Die Klägerin war 2015 in einen Verkehrsunfall verwickelt, als ein bei der Beklagten versichertes Fahrzeug mit deutlich überhöhter Geschwindigkeit eine rote Ampel überfuhr und ungebremst mit ihrem bei Grün in die Kreuzung einfahrenden Pkw kollidierte. Die alleinige Haftung der Beklagten war unstreitig.
Die Klägerin, die vor dem Unfall berufstätig war und gemeinsam mit ihrem vollzeitbeschäftigten Ehemann sowie ihrem Sohn einen Haushalt führte, erlitt Verletzungen im Bereich des rechten Knie- und Sprunggelenks. Der Heilungsverlauf war langwierig: Es folgten stationäre Aufenthalte, zahlreiche medizinische Untersuchungen und eine Phase erheblicher Einschränkungen im Alltag. Streit bestand im Verfahren darüber, in welchem Umfang die geltend gemachten Beeinträchtigungen tatsächlich auf den Unfall zurückzuführen waren und ab wann wieder eine eigenständige Haushaltsführung möglich gewesen wäre.
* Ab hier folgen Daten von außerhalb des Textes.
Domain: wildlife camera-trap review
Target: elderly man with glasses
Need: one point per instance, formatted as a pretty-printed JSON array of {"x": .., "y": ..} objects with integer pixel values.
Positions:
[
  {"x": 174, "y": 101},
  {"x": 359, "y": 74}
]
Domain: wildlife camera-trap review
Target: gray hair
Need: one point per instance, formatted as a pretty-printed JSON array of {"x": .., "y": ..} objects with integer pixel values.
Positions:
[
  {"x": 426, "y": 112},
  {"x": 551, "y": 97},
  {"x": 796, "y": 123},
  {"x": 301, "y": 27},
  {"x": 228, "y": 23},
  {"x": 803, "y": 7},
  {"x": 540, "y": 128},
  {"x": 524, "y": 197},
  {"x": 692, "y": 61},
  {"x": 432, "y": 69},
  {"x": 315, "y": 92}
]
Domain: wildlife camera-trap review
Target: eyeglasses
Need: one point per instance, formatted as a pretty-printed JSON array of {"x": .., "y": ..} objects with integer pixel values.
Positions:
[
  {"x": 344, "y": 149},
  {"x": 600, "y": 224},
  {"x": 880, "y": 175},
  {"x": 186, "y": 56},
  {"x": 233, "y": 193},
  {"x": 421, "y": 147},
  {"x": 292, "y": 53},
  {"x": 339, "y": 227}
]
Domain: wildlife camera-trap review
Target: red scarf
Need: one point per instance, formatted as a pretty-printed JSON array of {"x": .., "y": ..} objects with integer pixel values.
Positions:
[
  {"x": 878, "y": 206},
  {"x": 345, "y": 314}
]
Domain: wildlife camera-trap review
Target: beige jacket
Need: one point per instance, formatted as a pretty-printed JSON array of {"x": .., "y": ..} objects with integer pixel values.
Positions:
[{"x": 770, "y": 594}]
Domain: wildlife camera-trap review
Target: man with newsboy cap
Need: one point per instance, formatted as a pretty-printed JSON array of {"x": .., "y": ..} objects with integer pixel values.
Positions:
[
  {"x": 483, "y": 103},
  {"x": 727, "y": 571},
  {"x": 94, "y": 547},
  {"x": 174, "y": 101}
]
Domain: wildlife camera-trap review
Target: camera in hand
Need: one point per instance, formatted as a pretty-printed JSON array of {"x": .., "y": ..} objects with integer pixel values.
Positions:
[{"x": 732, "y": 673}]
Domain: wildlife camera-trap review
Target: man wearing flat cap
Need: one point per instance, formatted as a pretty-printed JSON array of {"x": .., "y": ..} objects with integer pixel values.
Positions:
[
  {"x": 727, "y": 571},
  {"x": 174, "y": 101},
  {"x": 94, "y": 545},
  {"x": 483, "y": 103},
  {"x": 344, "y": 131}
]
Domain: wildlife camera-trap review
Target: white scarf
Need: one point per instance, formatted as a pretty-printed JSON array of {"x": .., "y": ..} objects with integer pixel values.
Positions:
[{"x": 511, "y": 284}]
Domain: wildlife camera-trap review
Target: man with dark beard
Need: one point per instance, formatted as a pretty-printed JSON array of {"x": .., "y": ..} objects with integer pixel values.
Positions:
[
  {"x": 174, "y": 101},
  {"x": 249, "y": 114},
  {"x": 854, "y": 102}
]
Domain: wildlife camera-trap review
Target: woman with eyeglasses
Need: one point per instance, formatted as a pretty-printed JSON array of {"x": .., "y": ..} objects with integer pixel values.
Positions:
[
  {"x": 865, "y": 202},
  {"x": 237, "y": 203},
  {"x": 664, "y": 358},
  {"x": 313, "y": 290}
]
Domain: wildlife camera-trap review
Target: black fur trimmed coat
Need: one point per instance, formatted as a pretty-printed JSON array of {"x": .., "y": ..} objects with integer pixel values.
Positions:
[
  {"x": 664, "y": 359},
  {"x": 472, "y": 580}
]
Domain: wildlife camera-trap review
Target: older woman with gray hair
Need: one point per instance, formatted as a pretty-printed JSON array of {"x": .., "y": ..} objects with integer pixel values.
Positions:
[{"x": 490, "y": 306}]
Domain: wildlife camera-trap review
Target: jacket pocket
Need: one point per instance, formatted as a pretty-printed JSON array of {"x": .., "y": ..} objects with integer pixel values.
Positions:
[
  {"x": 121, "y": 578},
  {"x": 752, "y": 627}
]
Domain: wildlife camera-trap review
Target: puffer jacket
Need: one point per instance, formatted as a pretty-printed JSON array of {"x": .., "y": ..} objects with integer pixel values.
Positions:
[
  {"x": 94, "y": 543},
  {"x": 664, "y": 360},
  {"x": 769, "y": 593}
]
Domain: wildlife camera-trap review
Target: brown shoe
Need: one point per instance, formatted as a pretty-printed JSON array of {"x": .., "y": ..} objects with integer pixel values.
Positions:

Die Klägerin forderte u. a. Schmerzensgeld, Verdienstausfall, Pflege- und Mehrbedarfskosten sowie insbesondere einen Haushaltsführungsschaden, den sie – aufgrund Beschränkung durch ihre Rechtsschutzversicherung – nur anteilig geltend machte.
Das Landgericht stützte seine Entscheidung auf umfangreiche unfallchirurgische und neurologisch-psychiatrische Gutachten und erkannte der Klägerin unfallbedingte Einschränkungen bis Ende 2020 zu. Ein Schmerzensgeld von 16.000 Euro hielt es für angemessen, wobei bereits gezahlte 13.000 Euro anzurechnen waren.
Besonders bedeutsam ist die ausführliche Begründung zum Haushaltsführungsschaden. Das Landgericht Tübingen stellte klar, dass die Stundensätze des JVEG – orientiert am Mindestlohn und getragen von einer jahrzehntelangen Gesetzgebungshistorie – eine rechtlich verbindliche Untergrenze darstellen. Das Gericht betonte, dass eine Bewertung der Haushaltsarbeit unterhalb dieser Sätze eine verfassungsrechtlich unzulässige Herabwürdigung dieser Tätigkeit bedeute.
Die Klägerin führte den Haushalt eines Drei-Personen-Gefüges, was nach Auffassung des Gerichts einen wöchentlichen Zeitaufwand von 10,5 Stunden bedeutete. Die Berechnung ergab einen Schaden von über 14.000 Euro, zugesprochen wurden jedoch nur die eingeklagten 5.335,20 Euro.